Datang kembali dengan versi baru, Alhamdulillah sudah mengikat hubungan di hadapan Allah sejak tahun kemaren. Sudah hidup dengan belajar mensyukuri segala hal yang hadir setiap harinya didampingi seorang lelaki yang semoga sholeh juga di mata Allah. Karena kalo versi mata manusia sudah di atas rata-rata, suami saya ini. Sekarang sudah di usia yang tidak lama lagi akan berkepala tiga. Sudah memiliki pekerjaan, bahkan saya menulis ini sedang duduk di meja kantor di tengah istirahat sholat Jumat. Semoga teman-teman yang membaca atau mungkin yang mengikuti blog ini, sekarang sudah menjadi versi lebih baiknya dari terkahir notif blog ini yaa. Barakallah.

Kita sedikit sharing kesan pesan ketika membaca ulang tulisan di blog ya. Bagi saya ini hal pertama yang terlintas "Lucu juga bocil satu ini." MashaAllah blog ini sudah menemani saya sejak 2012, berarti dari saya SMP. Ada momen kiasan tertulis, yang kejadiannya mungkin hanya saya dan Allah yang tahu tapi ada juga frontal yang membuat istigfar waktu baca. Justru menjadi refleksi ternyata saya bisa melewati hal-hal konyol waktu itu, mungkin sudah saya anggap 'ujian'. Secara keseluruhan saya mengingat semua momen bahkan subjek anonim yang ditulis. 

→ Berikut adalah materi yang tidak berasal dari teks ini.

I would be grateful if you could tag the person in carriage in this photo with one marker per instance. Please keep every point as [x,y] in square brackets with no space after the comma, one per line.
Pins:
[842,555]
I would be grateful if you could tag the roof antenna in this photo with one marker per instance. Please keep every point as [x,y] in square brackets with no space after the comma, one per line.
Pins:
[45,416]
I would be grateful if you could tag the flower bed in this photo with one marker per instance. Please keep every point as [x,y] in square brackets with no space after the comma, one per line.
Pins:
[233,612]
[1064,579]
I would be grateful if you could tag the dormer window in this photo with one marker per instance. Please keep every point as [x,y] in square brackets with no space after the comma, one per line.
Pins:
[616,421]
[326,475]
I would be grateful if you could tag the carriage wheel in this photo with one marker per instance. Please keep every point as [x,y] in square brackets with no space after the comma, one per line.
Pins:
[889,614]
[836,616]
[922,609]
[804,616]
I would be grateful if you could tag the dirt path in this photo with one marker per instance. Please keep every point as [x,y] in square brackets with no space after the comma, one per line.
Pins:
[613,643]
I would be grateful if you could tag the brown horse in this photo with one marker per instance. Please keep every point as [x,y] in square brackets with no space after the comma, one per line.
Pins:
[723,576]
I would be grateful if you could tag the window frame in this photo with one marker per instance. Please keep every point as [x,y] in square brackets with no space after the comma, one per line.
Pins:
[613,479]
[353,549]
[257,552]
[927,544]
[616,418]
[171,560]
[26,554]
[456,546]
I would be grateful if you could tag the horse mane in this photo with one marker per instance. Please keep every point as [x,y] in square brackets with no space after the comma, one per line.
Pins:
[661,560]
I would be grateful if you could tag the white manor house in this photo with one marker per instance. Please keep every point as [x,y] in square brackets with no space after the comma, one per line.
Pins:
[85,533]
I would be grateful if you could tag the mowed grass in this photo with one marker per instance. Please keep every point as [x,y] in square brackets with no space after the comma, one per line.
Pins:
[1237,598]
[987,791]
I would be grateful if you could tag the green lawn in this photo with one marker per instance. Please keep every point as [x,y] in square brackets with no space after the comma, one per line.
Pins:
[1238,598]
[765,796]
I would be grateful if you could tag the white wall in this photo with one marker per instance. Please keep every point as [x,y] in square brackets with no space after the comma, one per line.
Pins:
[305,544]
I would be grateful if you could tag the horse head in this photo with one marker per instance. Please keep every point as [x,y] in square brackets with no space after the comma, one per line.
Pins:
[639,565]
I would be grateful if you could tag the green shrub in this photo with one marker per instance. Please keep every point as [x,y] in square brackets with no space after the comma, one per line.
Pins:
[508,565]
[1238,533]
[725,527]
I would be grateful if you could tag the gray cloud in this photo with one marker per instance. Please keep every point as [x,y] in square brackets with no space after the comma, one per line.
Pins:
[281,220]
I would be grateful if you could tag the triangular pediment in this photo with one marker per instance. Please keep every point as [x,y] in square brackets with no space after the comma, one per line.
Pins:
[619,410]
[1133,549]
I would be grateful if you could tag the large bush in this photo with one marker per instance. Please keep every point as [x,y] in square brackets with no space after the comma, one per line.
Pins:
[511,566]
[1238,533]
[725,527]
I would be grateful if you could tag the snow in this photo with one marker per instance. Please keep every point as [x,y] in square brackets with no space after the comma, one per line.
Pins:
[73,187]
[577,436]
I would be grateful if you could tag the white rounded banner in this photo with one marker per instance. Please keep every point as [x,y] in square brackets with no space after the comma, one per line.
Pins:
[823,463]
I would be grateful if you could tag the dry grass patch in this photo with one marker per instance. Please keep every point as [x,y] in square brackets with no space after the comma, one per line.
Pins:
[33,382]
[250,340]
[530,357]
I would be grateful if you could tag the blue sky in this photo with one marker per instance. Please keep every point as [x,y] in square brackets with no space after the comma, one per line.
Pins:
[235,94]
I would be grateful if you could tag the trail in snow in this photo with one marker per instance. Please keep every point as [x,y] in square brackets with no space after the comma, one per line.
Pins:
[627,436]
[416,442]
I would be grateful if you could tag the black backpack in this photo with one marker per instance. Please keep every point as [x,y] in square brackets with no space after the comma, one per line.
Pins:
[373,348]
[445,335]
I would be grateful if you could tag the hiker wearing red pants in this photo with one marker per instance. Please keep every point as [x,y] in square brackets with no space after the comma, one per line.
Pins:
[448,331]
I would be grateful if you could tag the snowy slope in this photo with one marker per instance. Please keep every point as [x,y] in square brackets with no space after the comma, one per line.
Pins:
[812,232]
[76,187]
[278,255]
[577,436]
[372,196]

Ada beberapa tulisan yang saat menulisnya bahkan diiringi tangisan, kali ini membaca dengan tertawa. Tapi ada juga yang membuat kembali menitihkan air mata, karena seperti flashback the pain. Karena yang sejati ya perubahan itu sendiri. Tidak ada yang benar-benar 'tetap sama'. Manusia terus bergerak entah bagaimanapun bentuknya. Saya cukup menikmati tulisan penting-tidak penting yang masih tersimpan di blog ini lebih dari satu dekade. Dasarnya memang suka menulis, ada banyak buku diary tapi ya begitu tidak tau di mana fisiknya. Blogspot ini bisa menjadi sedikit obat rindu dan reminder bahwa saya dasar hobinya ya menulis. Menulis apapun itu, kebanyakan hal-hal kecil di sekelilingnya. Walaupun intensitas menulis itu sudah sangat menurun bahkan sekedar note di hp juga nol besar, saya masih mengusahakan satu bulan satu buku. Karena sudah hidup berkolaborasi dengan suami ya ganti-gantian bukunya, partner saya didominasi buku upgrade hidup dengan cara pandang agama. Teracunilah saya yang biasa dengan fiksi Tere Liye, Oki Madasari, Leila S Chudori, dan segenrenya mulai sedikit demi sedikit membaca buku selera Pak Suami.

Semoga akan lebih rutin menengok laman ini ke depannya. Sampai jumpa di cerita berikutnya. Saya doakan bahagia dan tercurah berkah dari Allah bagi para pembaca.